Kata Legrady wuchs zu kommunistischen Zeiten in Ungarn auf und erlebte die militärische Indoktrination ihrer Generation. Als junges Mädchen musste sie schwören, im Falle eines Kriegs für ihr Vaterland sterben zu wollen. Sie wurde als Sportschützin ausgebildet und nahm mit Erfolg an Jugendolympiaden teil.

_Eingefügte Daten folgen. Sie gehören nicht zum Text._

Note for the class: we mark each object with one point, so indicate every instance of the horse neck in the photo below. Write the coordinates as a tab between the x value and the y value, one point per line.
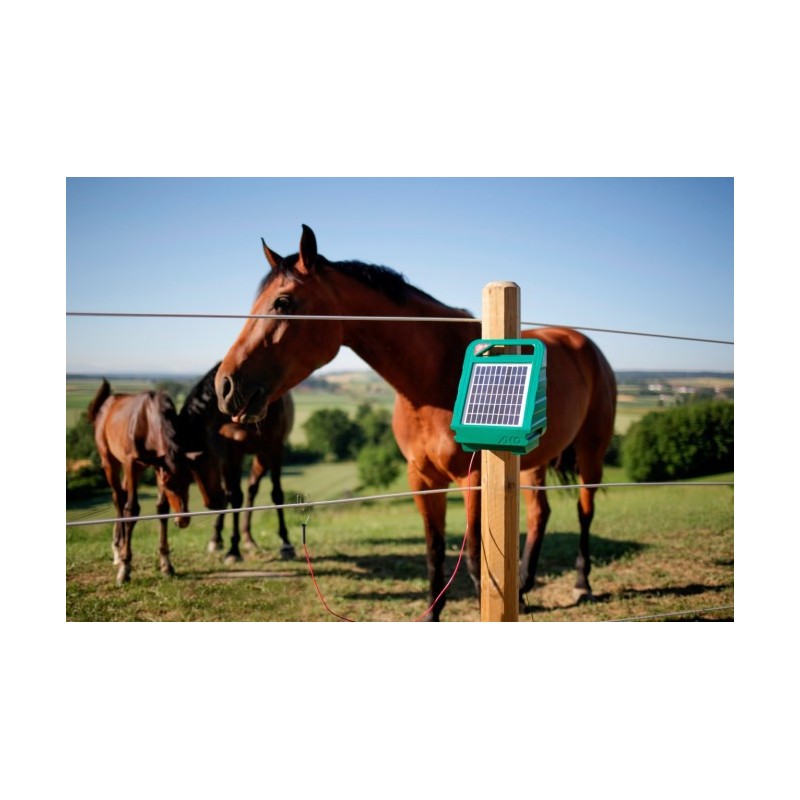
421	360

Für die Verherrlichung des Krieges hat sie mit ihren drastisch-grellen Arbeiten wie den mit Smarties oder kuscheligem Fell beklebten Handgranaten und Kalaschnikows oder den an Lippenstifte erinnernden bonbonfarbenen Bomben eine bitterböse Form gefunden. Eindrucksvoll sind auch Legradys Mickey-Mouse-Gasmasken: Tatsächlich hatte das Unternehmen Walt Disney nach dem japanischen Angriff auf Pearl Harbour im Dezember 1941 mit dem amerikanischen Militär zusammengearbeitet und „lustige“ Gasmasken für Kinder entworfen, um ihnen den Krieg weniger bedrohlich erscheinen zu lassen. Diese Masken dienten als Vorlage für die großformatigen Fotoarbeiten „Mickey“ und „Minnie“, die nun in der Ausstellung zu sehen sind.

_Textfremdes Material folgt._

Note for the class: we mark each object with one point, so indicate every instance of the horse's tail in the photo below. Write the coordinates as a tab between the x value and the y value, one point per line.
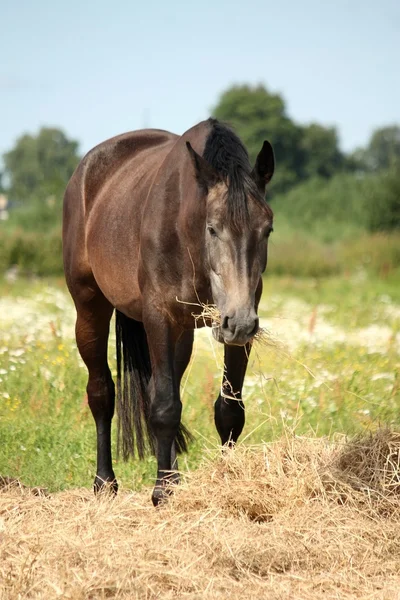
133	400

Der Frage „Wer verdient eigentlich an Kriegen Geld?“ geht die Künstlerin in einer Objektreihe nach, in der Pistolen mit Geldscheinen unterschiedlichster Währungen (Dollar, Yen, Rubel und weitere Banknoten) beklebt sind. Sehr eindrucksvoll ist auch ein hölzernes Schaukelpferd, das sich erst auf den zweiten Blick als große Pistole mit Kufen entpuppt.
Beiden Künstlerinnen gemeinsam ist, dass sie Gewalt nicht direkt zeigen. Ursachen und Folgen von Kriegen sind ihre Themen, nicht die Kampfhandlungen selbst. Die letzte Station der Ausstellung zeigt eine verkohlte Kalaschnikow von Legrady und Kollwitz’ berühmte Lithographie „Nie wieder Krieg“ von 1924.
Einmal bezieht sich Kata Legrady direkt auf Käthe Kollwitz: Ihre Arbeit „Hommage an Käthe Kollwitz“ (2013) zeigt eine große Friedenstaube, die – wie bei näherem Herantreten ersichtlich wird – aus vielen einzelnen Patronen zusammengesetzt wurde. Gerade im Kontext mit einer jungen Künstlerin, die ihre Urenkelin sein könnte, wird dem Betrachter deutlich, wie aktuell Käthe Kollwitz’ zeitloses Werk auch heute noch ist.
„Mahnung und Verlockung – Kriegsbildwelten von Käthe Kollwith und Kata Legrady“
Käthe-Kollwitz-Museum Berlin, Fasanenstraße 24, 10719 Berlin.